For the y-errors fit I get p = 3.5e-5, whereas for the xy-error fit it is 0.15, which is much better indeed, i.e. closer to 0.5, and in the 'acceptable' range of lets say [0.06:0.94].
Demo 2)
"This is also an example where--due to the large difference in
the order of magnitude of the parameters--prescaling is required
to obtain convergence." I have lost track - is patch #507 still relevant or does it implement the same thing as the current "set fit prescale"?
Patch #507 is included in CVS since 2013-03-12. Question is, if it shouldn't be included in 4.6.5, too.
I gather that the fit is not exact even with prescaling, but in the demo the residual error is on the same order of magnitude as the convergence limit. However, if you tighten the convergence limit to "set fit limit 1e-09" then it reaches the same end point and claims an epsilon of e-10. Doesn't this mean there is something wrong with the function evaluation rather than with the convergence?

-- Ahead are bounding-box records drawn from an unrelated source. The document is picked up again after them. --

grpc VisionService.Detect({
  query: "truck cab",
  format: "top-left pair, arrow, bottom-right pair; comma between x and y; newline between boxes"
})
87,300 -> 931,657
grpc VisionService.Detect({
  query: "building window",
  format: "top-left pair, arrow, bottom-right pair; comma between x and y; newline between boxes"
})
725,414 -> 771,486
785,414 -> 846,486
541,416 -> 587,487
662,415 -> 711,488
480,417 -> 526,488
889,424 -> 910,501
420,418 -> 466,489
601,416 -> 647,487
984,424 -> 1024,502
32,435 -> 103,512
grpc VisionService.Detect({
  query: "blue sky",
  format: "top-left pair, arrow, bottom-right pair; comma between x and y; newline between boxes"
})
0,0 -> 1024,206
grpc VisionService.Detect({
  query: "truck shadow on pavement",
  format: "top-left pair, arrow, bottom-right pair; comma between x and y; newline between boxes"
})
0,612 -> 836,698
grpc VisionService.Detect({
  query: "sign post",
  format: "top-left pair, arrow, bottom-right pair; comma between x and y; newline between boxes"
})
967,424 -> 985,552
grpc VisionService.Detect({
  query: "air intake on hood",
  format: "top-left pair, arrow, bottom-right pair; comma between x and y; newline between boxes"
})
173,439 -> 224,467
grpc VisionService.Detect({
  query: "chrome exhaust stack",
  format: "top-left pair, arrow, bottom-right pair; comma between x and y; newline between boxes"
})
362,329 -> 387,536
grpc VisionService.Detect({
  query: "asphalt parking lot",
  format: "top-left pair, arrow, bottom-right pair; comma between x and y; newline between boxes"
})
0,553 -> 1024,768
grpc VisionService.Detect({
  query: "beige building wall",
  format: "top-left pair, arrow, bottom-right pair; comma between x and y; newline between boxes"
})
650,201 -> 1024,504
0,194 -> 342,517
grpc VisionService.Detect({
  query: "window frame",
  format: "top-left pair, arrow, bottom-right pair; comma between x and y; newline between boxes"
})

The fact that it does not reach the exact solution is why I started the discussion again. Without further investigation (e.g. a real Chi² plot of the region), I can only assume that the algorithm gets stuck in a local minimum. As Alexander pointed out, the calculation of the WSSR seems to be correct. Also, the endpoint is the same as in Orear's paper, which probably tells us that the starting point is just not good enough for both algorithms.
Although the problem looks easy at first glance, it is really very difficult: the correlation between the parameters is very high ( gnuplot says >0.994 - as does a colleagues' Mathematica script ), and -without prescaling- the region of convergence must be very elongated due to the very different scale of the parameters.
The fact that it does not reach the exact solution is why I started the discussion >again. Without further investigation (e.g. a real Chi² plot of the region), I can >only assume that the algorithm gets stuck in a local minimum.
Attached is a Chi² plot of the region. The contour lines equal the minimum Chi²
+1, +0.1 and +0.01. The points show the exact solution and Orears one. From the
plot it is clear, that finding the absolut minimum is not really easy.
Alexander, thanks for the nice Chi² plot. It would be great to be able to do plots like this after a fit with using a chisq()
function in gnuplot. Any ideas how to implement this? Of course we would have to limit it to one or two parameters.
From the plot it seems that it is really the fit algorithm that gets stuck and that it is not a problem of the effective variance calculation per se. An modified version of the patch is now included in CVS. The help text for gnuplot.doc still needs work and is not included yet.